MPI TAX

Identifying the Source of Incumbency Advantage Through a Constitutional Reform


Autor: 

Mariana Lopes da Fonseca

The advantage incumbents experience in electoral races is well-documented. Those economists who tried to credibly identify it have so far either emphasized the personal incumbency advantage with the officeholder as the driver for the electoral success or the partisan incumbency advantage which assesses the benefits that accrue to a candidate from running for the incumbent party.

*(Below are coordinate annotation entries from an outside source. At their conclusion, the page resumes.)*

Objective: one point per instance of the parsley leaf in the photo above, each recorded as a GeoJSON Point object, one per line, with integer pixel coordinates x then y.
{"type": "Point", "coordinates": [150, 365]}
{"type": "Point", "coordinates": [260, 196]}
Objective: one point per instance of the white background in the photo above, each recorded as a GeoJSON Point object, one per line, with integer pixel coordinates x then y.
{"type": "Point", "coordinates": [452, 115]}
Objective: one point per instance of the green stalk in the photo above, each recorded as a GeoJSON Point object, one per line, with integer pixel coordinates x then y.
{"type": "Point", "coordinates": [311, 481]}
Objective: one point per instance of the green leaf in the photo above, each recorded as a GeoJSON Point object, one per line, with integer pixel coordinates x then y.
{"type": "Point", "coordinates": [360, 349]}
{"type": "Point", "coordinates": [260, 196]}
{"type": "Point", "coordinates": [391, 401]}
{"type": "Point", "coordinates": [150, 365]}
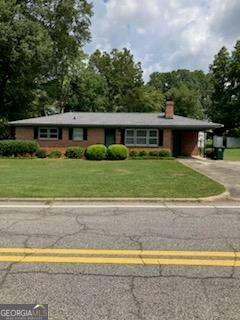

Mariana Lopes da Fonseca’s study provides one of the first causal estimates of both the personal and the partisan effect that contribute to an incumbent’s advantage at the ballot box. Her approach relies on a natural experiment that keeps the incumbency status of the party constant but creates an exogenous variation in the incumbency status of the candidate – the introduction of mayoral term limits in Portugal – as well as on a combination of two quasi-experimental methods, the regression discontinuity and the difference-in-discontinuities design. The economist finds that positive returns accrue to the rerunning officeholder by virtue of his or her incumbent status independent of the incumbency status of the party. Even though it would be reasonable to assume that parties play a significant role in attracting and retaining votes, she finds no evidence of a partisan incumbency advantage. This result has implications for politics at large since under these circumstances parties have an incentive to renominate officeholders as well as to acquiesce to their demands. Electoral mechanisms such as term limits might be useful in this case to stimulate competition.

Veröffentlichung:   American Journal of Political Science, 2017, Vol. 61, No. 3, 657–670.